POSTOP REHABILITATION PROTOCOL:
TIBIAL TUBERCLE TRANSFER AND MPFL RECONSTRUCTION
Range of motion goals: 0-90 degrees week 2, 0-120 degrees by week 4, full flexion by week 6.
PHASE I: weeks 0-6
Weeks 0-2:
Goals:
- Control pain and inflammation
- Protect fixation and soft tissues
- Regain quadriceps and VMO Control.
Brace: range of motion knee brace locked in extension for walking and sleeping, unlock while sitting
Range of motion: limit 0-90 deg
Weight bearing: touch down weight bearing – foot flat
Exercises: - Quadriceps sets
- Hamstring isometrics
- Straight leg raises in four planes with brace locked in extension
- Non-weight bearing gastoc-soleus and hamstring stretches
- Resisted ankle range of motion with therabands
- Patellar mobilization when tolerated – Only medial, superior and inferior, Not lateral
- ROM exercises – heel slides, seated knee flexion, prone dangle, passive resting extension with heel prop
Modalities: - Heat before
- Ice after activities
- Quadriceps stim – NMES to promote muscle activation
Weeks 2-6:
Brace: range of motion knee brace locked in extension for ambulating and sleeping
Range of motion: increase to 0-90 deg by end of week 2. 120 degrees by week 4, full flexion by week 6.
Weight bearing: partial weight bearing with crutches
Exercises:
Continue above exercises:
- As above
- Proprioception/Balance
- Isometrics
Phase II: weeks 6-12
ONLY progress to Phase II if patient has no signs of active inflammation, a good quadriceps set and appropriate amount of allowed flexion
Goals:
- Increase range of motion to full
- Avoid over-stressing fixation
- Increase quadriceps and VMO control for restoration of proper patellar tracking
Weeks 6-8:
Brace: keep locked in extension while ambulating and sleeping until patient shows adequate quadriceps control (usually minimum of 8 weeks)

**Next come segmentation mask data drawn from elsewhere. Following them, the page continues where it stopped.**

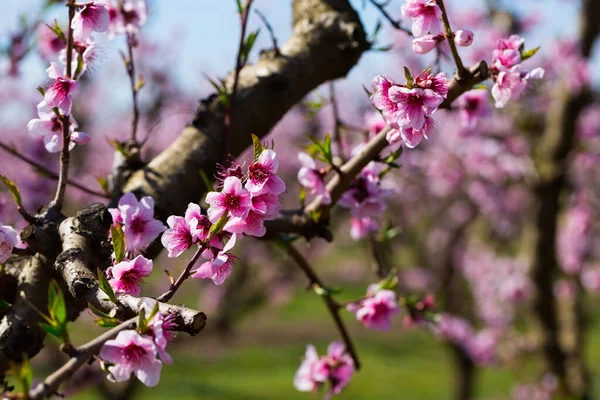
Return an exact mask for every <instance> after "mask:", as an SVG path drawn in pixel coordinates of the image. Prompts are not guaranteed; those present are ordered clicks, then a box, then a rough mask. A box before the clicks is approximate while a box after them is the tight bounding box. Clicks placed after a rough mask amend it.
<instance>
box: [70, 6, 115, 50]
mask: <svg viewBox="0 0 600 400" xmlns="http://www.w3.org/2000/svg"><path fill="white" fill-rule="evenodd" d="M109 21H110V18H109V15H108V9H107V8H106V5H105V4H101V3H99V2H97V1H91V2H88V3H84V4H82V7H81V8H80V9H79V12H78V13H76V14H75V16H74V17H73V20H72V21H71V27H72V28H73V37H74V38H75V40H80V41H83V40H86V39H88V38H89V37H90V35H91V34H92V32H105V31H106V30H107V29H108V23H109Z"/></svg>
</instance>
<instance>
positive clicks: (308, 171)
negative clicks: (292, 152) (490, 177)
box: [298, 152, 331, 204]
mask: <svg viewBox="0 0 600 400" xmlns="http://www.w3.org/2000/svg"><path fill="white" fill-rule="evenodd" d="M298 160H300V163H301V164H302V167H301V168H300V170H299V171H298V182H300V184H301V185H302V186H304V187H305V188H306V189H308V190H309V193H310V194H311V195H313V196H316V198H317V200H318V201H320V202H321V203H322V204H329V203H331V195H330V194H329V192H328V191H327V187H326V186H325V181H324V180H323V175H322V174H321V172H320V171H319V170H318V169H317V164H316V163H315V160H313V158H312V157H311V156H309V155H308V154H306V153H302V152H301V153H298Z"/></svg>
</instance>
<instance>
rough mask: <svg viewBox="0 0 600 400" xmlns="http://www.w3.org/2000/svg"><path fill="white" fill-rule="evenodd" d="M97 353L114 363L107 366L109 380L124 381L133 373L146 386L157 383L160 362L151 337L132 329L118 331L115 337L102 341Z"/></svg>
mask: <svg viewBox="0 0 600 400" xmlns="http://www.w3.org/2000/svg"><path fill="white" fill-rule="evenodd" d="M99 355H100V358H101V359H102V360H104V361H105V362H109V363H111V364H114V365H112V366H110V367H108V371H109V372H110V375H108V379H109V380H110V381H113V382H124V381H126V380H128V379H129V378H130V377H131V374H135V376H136V377H137V378H138V379H139V380H140V381H141V382H142V383H143V384H144V385H146V386H156V385H157V384H158V381H159V379H160V372H161V369H162V363H161V362H160V360H158V359H157V358H156V355H157V349H156V345H155V344H154V341H153V340H152V339H151V338H148V337H143V336H141V335H140V334H139V333H137V332H136V331H133V330H127V331H123V332H119V334H118V335H117V337H116V338H115V339H112V340H108V341H106V343H104V346H102V349H100V354H99Z"/></svg>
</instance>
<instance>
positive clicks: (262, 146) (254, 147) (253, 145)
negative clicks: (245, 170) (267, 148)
mask: <svg viewBox="0 0 600 400" xmlns="http://www.w3.org/2000/svg"><path fill="white" fill-rule="evenodd" d="M251 136H252V146H253V148H254V162H256V161H258V157H259V156H260V153H262V152H263V150H264V149H265V148H264V147H263V145H262V143H261V142H260V139H259V138H258V136H256V135H255V134H254V133H252V134H251Z"/></svg>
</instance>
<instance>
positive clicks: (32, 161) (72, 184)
mask: <svg viewBox="0 0 600 400" xmlns="http://www.w3.org/2000/svg"><path fill="white" fill-rule="evenodd" d="M0 149H2V150H4V151H6V152H8V153H10V154H12V155H13V156H15V157H17V158H18V159H20V160H22V161H25V162H26V163H27V164H29V165H31V166H32V167H33V168H35V169H38V170H40V171H41V172H42V174H44V175H46V176H47V177H48V178H50V179H54V180H58V174H56V173H55V172H52V171H51V170H50V169H48V168H46V167H45V166H43V165H42V164H40V163H38V162H37V161H34V160H32V159H30V158H29V157H27V156H25V155H23V154H21V153H19V152H18V151H17V150H16V149H13V148H12V147H10V146H8V145H6V144H4V143H2V142H0ZM67 184H69V185H71V186H73V187H74V188H77V189H79V190H81V191H82V192H85V193H87V194H91V195H93V196H98V197H103V198H105V199H110V196H109V195H107V194H106V193H101V192H96V191H94V190H92V189H88V188H87V187H85V186H83V185H82V184H80V183H77V182H75V181H73V180H71V179H68V180H67Z"/></svg>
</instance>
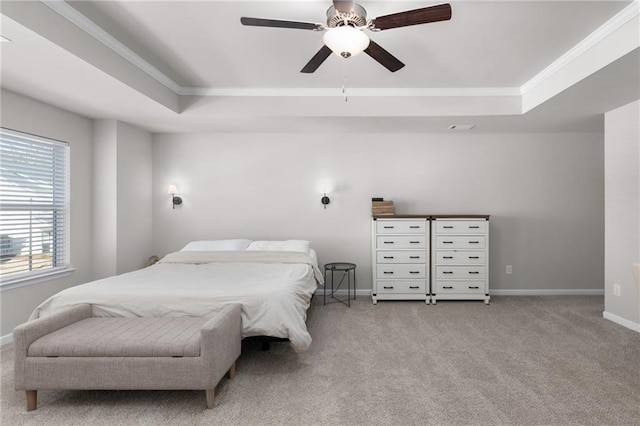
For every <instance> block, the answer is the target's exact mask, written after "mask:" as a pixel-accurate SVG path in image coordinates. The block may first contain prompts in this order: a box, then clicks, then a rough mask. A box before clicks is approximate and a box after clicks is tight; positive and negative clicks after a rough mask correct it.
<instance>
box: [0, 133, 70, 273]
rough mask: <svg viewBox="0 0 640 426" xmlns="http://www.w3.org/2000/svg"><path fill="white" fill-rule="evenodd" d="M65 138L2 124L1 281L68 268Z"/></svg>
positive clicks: (67, 165)
mask: <svg viewBox="0 0 640 426" xmlns="http://www.w3.org/2000/svg"><path fill="white" fill-rule="evenodd" d="M68 163H69V146H68V144H67V143H65V142H60V141H56V140H52V139H47V138H43V137H40V136H34V135H30V134H26V133H21V132H17V131H13V130H9V129H4V128H0V284H8V283H12V282H15V281H17V280H23V279H29V278H32V277H33V278H35V277H37V276H38V275H44V274H48V273H51V272H53V271H55V270H57V269H65V268H67V267H68V263H69V262H68V236H69V227H68V219H69V214H68V211H69V209H68V206H69V191H68V172H67V170H68Z"/></svg>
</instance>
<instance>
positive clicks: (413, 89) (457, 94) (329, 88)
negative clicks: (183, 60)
mask: <svg viewBox="0 0 640 426" xmlns="http://www.w3.org/2000/svg"><path fill="white" fill-rule="evenodd" d="M345 93H346V94H347V95H348V96H349V97H502V96H520V88H518V87H469V88H455V87H451V88H446V87H443V88H430V89H426V88H368V87H348V88H346V89H344V92H343V89H342V88H338V87H329V88H307V87H298V88H269V87H265V88H257V87H251V88H242V87H228V88H207V87H182V88H181V89H180V91H179V92H178V94H179V95H185V96H221V97H299V96H307V97H332V96H338V97H342V96H344V95H345Z"/></svg>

Range of motion: slowly increase range of motion to goal of full flexion by 10-12 weeks
Weight bearing: if shows radiographic signs of healing, then will progress to weight-bearing as tolerated with brace locked in extension
Exercises: - Continue Phase I exercises
- Balance and proprioceptive exercises
- SLRs without brace
- Weight bearing gastroc-soleus stretches
- Stationary bike with low resistance and high seat position to decrease patellofemoral joint compression forces
Weeks: 8-12
Brace: May discontinue brace only after radiographic bone healing and good, active control of the knee are demonstrated; may DC crutches
Range of motion: progress to full range of motion
Exercises:
- Step-ups
- Closed kinetic chain terminal knee extension with resistive tubing or weight machine
- Hamstring curls
- Toe raises
- Leg press from 0-45 deg of flexion
- Flexibility and proprioception exercises
- Progress to moderate resistance on stationary bike
- Begin treadmill walking
PHASE III: 4 months to 6 months
Goal:
- Good to normal quadriceps strength
- No evidence of patellar instability
- No Soft tissue complaints
- Normal gait pattern
Exercises:
- Open and closed kinetic chain strengthening
- Pool running program
- Increase walking difficulty and intensity of treadmill, bike, and elliptical trainer – But no jogging, no running and no single or double legged hop
- Only after 5 months – start to introduce light jog, patient must have quadriceps girth 50% of opposite leg
- Work on proprioceptive activities
PHASE IV: 6 months to 1 year
Goal:
- Slowly increase the patient’s activities with goal of playing sports by 9-12 months postop.Exercises:
- Increase intensity and distance running
- Progress to running and sprinting program
- Continue proprioception
- No pivoting until 7 months postop and until quadriceps girth is 75% size of opposite leg.
- Sport specific drills, agility drills
Clearance:
After 9 months – Patient will not be cleared for sports until their quadriceps girth is 100% equal to the opposite knee, and they have good balance.